If we can leverage cutting-edge encryption and data matching technology, sharing data without sharing PII could be a reality sometime in the near future, said Chai. She sees data sharing as a huge win in the fight against human trafficking and child exploitation because it would give banks better grounds on which to raise suspicious cases with regulators. This richer data would be fed into the Bank’s existing AI detection models and produce more robust suspicious transaction report (STRs), she added.

New activities require new models

Canada’s financial intelligence unit, Financial Transactions and Reports Analysis Centre of Canada (FINTRAC) requires reporting entities that submit STRs to provide an explanation for how they came to that conclusion. Currently, most machine learning models only produce classification results without explanations and sorting through large amounts of data to find the reasons behind the results is time-consuming, Nguyen said. “Even the designers of the algorithms cannot explain why the machine arrived at a particular conclusion,” she said, adding that research using explainable AI — a new technique that enables machines to provide the explanation along with a result — should make reporting easier.

One of the challenges Nguyen hopes to tackle is to quickly and effectively revise the indicators for identifying human trafficking activities and, in turn, develop AI models to reflect the new operational environment of human traffickers.

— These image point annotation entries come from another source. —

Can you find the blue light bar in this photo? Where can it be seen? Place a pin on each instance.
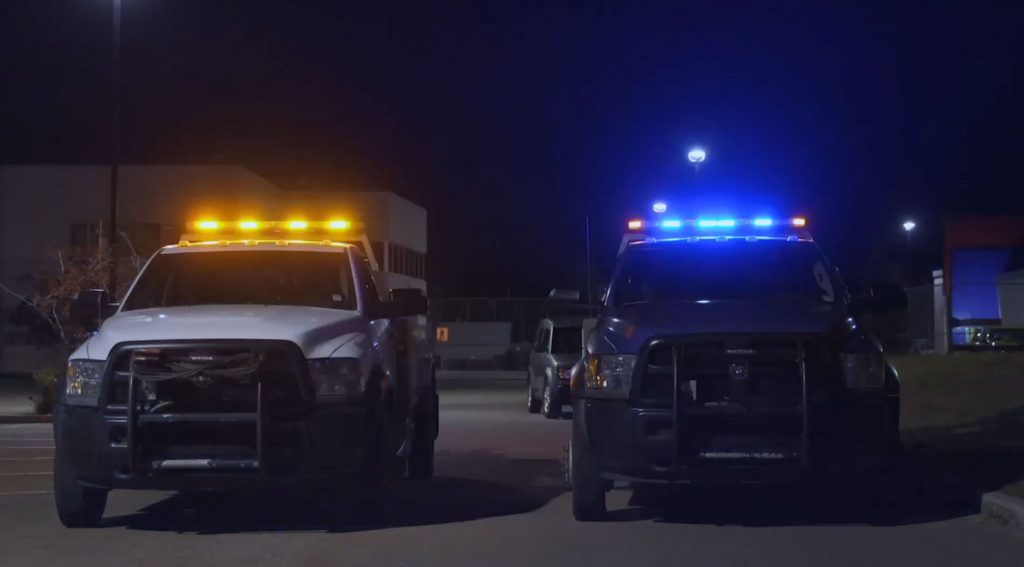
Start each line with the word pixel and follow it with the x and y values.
pixel 716 223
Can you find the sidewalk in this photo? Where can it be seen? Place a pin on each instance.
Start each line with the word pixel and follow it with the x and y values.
pixel 14 403
pixel 963 418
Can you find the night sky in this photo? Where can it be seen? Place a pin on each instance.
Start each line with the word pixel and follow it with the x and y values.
pixel 512 122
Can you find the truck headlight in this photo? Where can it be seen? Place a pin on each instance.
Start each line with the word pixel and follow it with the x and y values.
pixel 336 379
pixel 610 375
pixel 83 382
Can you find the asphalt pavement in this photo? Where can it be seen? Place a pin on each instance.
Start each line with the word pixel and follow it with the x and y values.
pixel 498 499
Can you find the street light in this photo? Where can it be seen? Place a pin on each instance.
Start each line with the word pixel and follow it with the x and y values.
pixel 112 234
pixel 696 156
pixel 908 226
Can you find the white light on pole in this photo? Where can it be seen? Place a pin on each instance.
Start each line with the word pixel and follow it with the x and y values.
pixel 696 156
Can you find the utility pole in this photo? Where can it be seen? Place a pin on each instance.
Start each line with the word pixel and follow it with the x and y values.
pixel 112 235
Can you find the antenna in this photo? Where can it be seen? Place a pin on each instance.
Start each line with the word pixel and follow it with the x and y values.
pixel 590 295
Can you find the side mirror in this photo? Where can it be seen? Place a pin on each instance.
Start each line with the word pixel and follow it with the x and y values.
pixel 90 307
pixel 884 297
pixel 564 295
pixel 408 302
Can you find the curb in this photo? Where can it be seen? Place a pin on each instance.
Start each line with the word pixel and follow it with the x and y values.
pixel 27 419
pixel 1004 510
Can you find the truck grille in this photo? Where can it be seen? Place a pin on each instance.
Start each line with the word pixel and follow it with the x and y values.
pixel 215 406
pixel 761 372
pixel 198 379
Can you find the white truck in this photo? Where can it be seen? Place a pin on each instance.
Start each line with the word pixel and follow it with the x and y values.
pixel 248 354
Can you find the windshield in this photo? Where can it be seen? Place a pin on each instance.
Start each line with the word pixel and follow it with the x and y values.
pixel 710 270
pixel 566 340
pixel 259 277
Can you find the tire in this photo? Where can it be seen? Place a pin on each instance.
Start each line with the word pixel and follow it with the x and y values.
pixel 78 506
pixel 532 404
pixel 549 407
pixel 588 486
pixel 421 459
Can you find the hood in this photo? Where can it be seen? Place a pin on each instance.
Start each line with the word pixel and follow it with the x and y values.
pixel 316 331
pixel 565 360
pixel 627 329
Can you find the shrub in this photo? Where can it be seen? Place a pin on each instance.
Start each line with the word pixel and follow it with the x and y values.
pixel 46 388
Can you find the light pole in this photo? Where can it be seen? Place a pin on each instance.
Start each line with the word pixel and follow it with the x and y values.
pixel 696 156
pixel 908 226
pixel 112 234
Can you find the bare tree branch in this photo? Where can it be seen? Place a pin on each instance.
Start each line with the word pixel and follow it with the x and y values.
pixel 22 298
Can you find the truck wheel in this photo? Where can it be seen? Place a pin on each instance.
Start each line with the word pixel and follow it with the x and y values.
pixel 552 409
pixel 532 403
pixel 421 459
pixel 78 506
pixel 588 486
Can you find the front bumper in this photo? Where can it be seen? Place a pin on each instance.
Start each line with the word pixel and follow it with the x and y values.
pixel 325 444
pixel 247 416
pixel 637 444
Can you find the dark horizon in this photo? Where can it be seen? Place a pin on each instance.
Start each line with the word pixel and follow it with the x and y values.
pixel 513 124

Amid the pandemic, human traffickers and criminals quickly moved their business from in-person to online in the face of prolonged lockdowns, Nguyen said. At the same time, the number of children and adults using social media has risen significantly, giving traffickers an opportunity to recruit new victims, she said. Nguyen also pointed to the increased use of cryptocurrency, which makes it more difficult to track suspicious activities because each transaction is not associated with a specific user but rather with a crypto address.

The role of public-private partnerships

AI models aren’t the only tools being used to disrupt human trafficking and child exploitation. In Canada, public-private partnerships (PPPs) such as Project Shadow, co-led by Scotiabank and the Canadian Centre for Child Protection (C3P), FINTRAC and law enforcement, primarily focus on raising awareness and developing common typologies and methods that can be collectively used to detect financial transactions related to modern-day slavery and exploitation.  The typologies, or red flags, are then shared publicly through an Operational Alert published by FINTRAC, which mobilizes all reporting entities, such as banks and other financial entities, covered by the regulator.

On February 22, Canada marked National Human Trafficking Awareness Day. February 22 has been designated by the government to bring awareness to the magnitude of modern-day slavery in Canada and abroad and to encourage Canadians to take steps to combat human trafficking.

“Raising awareness with the public is super important. I think we can all do our part,” Scotiabank’s Chai said.

“Financial institutions are only part of the solution. Human trafficking is a global problem but also one happening in our own backyard, and it requires the help of not just modelers or AML professionals to disrupt,” she said.